# Aldi Laptop

## gondolin

Hoi,

Morgen is er in de Aldi een nieuwe laptop te verkrijgen P4 - 3.0 mhz zou dit intressant zijn om te kopen, en Linux compatibel ?

----------

## rockfly

reken er maar niet al te gauw op, meestal hebben ze afwijkenden dingen.

----------

## rockfly

zal ik het zo zeggen, je hebt een kans dat het goed werkt, maar kan best zijn dat er je met niet standaard spul omgaat, dat opzich wel werkt.

----------

## sgaap

Gewoon kijken wat erin zit, vooral letten op de videokaart (nvidia of ati), netwerkkaart, monitor (schijnt dat sommige lcd's die op 1400x1050 oid draaien dat door bios fouten niet aankunnen in linux)

Als er intern wifi inzit ook ff kijken welke chipset deze gebruikt (al betwijfel ik of dat bij de aldi allemaal zo makkelijk gaat)

----------

## eikketk

Kennis van mij heeft zonder veel problemen Linux (ok, fedora core 1) op een laptop van den aldi draaien. Niet deze natuurlijk, al jaar oud ofzo. Een Medion. Is er wel content van (wat ge kreeg voor die prijs he)

----------

## gondolin

Ik moet zeggen het ziet er goed uit misschien juist de ingebouwde wireless lan card een Intersil Prismm, voor de rest gaat het wel lukken denk ik.

----------

## eniac

zegt de naam niet genoeg "ALDI"

Aldi staat erom bekend om op welke manier dan ook zijn producten zo goedkoop mogelijk te krijgen.

dwz: hardware zal niet echt 1ste rang zijn + het scherm zal waarschijnlijk ver van uitstekend zijn en dan heb je nog eens de batterij ook een vitaal deeltje bij een laptop.

Heb je garantie , zoja hoelang geld die ? 

Een vriend van mij heeft ooit eens die digitale camera gekocht , voor een piekje na 2maand deed het ding al raar. 

Kwil aldi niet afbreken maar ik ga mijn hardware zeker niet gaan kopen tussen het diepvries vak en de kaas.

----------

## SeJo

eniac, 

aldi koopt geen slechte dingen, aldi werkt met een boekhoudkundig trukje...

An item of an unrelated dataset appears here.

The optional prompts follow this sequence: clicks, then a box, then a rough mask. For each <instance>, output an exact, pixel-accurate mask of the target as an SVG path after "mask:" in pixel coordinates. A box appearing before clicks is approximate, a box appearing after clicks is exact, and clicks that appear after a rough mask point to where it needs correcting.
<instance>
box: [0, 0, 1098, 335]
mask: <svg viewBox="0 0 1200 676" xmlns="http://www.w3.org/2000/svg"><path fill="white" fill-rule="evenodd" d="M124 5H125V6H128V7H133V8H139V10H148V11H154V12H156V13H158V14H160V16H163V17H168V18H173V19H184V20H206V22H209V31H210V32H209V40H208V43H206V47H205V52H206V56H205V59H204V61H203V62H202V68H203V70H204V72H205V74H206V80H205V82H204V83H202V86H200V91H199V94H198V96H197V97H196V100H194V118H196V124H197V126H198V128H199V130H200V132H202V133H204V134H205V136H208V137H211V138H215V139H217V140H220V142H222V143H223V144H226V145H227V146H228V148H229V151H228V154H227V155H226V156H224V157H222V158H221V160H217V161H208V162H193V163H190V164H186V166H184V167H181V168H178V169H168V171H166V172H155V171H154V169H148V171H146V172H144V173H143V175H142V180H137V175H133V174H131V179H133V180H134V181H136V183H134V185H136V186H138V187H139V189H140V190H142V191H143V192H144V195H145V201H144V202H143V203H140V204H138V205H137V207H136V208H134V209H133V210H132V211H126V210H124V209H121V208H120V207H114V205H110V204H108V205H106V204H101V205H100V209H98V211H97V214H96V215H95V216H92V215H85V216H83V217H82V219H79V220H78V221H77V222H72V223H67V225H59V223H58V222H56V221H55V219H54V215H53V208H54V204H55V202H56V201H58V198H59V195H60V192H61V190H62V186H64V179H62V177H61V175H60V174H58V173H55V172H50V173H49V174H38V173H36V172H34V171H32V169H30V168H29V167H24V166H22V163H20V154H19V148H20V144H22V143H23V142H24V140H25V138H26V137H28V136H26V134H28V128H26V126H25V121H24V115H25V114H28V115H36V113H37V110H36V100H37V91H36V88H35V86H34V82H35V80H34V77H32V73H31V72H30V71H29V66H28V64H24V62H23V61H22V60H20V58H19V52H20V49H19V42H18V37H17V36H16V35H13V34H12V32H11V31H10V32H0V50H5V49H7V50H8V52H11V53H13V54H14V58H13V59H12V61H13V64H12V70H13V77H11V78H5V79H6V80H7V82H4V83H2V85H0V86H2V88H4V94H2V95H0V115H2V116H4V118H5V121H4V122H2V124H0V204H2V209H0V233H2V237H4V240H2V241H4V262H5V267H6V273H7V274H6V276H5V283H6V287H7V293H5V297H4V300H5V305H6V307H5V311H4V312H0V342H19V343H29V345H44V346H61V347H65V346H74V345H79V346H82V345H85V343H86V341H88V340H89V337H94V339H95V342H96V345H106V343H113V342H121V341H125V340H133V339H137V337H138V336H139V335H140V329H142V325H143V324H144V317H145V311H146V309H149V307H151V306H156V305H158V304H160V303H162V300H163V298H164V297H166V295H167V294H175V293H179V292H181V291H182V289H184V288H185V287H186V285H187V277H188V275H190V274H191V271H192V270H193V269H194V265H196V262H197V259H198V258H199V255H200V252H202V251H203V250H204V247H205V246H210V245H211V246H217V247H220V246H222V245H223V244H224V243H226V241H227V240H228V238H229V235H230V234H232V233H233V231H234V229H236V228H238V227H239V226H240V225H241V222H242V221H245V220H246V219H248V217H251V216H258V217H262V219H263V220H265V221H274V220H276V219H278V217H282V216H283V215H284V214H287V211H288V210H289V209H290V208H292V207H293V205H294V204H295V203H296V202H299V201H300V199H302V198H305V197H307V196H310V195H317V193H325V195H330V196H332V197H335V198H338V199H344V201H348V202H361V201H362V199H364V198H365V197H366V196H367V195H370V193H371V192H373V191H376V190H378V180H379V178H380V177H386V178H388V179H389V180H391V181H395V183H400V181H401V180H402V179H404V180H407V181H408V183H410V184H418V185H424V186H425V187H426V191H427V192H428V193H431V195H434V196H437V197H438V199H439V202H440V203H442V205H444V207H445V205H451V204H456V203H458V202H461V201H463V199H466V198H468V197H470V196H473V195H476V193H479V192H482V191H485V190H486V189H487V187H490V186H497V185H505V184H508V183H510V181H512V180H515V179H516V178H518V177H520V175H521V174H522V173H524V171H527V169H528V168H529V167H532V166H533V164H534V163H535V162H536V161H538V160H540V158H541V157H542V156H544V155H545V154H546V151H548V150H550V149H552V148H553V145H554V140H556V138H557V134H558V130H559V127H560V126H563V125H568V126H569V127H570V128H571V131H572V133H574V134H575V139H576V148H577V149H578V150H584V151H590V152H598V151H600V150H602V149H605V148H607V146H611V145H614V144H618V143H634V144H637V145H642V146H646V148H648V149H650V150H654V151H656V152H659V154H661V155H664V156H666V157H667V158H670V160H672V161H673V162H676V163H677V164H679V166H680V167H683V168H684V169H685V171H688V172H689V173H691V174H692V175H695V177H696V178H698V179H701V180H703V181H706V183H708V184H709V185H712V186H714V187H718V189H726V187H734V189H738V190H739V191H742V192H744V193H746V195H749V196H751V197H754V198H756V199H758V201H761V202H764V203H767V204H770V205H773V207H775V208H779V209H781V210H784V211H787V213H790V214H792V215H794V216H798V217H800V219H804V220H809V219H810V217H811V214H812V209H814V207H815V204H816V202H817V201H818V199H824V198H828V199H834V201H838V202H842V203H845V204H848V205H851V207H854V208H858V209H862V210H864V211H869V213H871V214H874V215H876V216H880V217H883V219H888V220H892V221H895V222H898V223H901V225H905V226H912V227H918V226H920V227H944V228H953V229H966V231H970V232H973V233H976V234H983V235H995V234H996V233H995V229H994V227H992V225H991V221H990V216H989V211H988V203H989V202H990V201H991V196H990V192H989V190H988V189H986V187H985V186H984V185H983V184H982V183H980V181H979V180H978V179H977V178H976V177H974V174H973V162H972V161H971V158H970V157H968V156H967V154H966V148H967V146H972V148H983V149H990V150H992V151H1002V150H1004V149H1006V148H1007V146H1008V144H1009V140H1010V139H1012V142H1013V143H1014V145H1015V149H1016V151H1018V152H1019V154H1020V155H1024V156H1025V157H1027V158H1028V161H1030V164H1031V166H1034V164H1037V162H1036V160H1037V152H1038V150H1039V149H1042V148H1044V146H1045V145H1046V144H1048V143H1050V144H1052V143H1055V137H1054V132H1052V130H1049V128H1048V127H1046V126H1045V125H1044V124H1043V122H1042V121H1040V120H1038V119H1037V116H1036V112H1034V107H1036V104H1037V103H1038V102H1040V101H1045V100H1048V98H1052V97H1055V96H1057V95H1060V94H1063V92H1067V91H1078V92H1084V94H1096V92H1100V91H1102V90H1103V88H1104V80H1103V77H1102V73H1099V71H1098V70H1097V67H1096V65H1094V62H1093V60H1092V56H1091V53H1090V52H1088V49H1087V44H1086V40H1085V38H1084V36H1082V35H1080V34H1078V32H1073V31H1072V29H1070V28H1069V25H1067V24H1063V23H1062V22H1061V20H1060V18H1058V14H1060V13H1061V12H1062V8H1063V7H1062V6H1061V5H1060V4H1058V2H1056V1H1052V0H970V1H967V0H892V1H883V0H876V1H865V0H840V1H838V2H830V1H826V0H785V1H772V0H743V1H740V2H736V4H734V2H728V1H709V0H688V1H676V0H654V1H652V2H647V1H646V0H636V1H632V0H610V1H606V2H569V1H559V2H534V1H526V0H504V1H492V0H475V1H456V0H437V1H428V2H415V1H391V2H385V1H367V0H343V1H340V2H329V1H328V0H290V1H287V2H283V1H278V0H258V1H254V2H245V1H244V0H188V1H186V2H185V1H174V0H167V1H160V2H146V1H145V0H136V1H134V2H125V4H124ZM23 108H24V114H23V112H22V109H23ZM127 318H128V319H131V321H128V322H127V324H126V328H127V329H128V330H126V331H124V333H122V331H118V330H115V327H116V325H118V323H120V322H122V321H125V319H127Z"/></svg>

als een bedrijf bepaalde produkten maakt heeft het een vaste en variabele kost. Eens er een bepaald aantal is gemaakt is de vaste kost volledig vergoed, op dat moment, alle extra aantallen die men maakt is aan een veel lagere prijs gemaakt. Daarvan profiteert aldi. 

Ze proberen alle produkten die ze verkopen te laten maken met een "overproductie", wat ertoe leid dat ze veel goedekoper hun materiaal hebben. 

vb die cereal dat ze verkopen, is feitelijk kellogs, en als je goed kijkt op de doos zal je dat zien staan. Enkel mogen ze die niet verkopen onder de bestaande naam.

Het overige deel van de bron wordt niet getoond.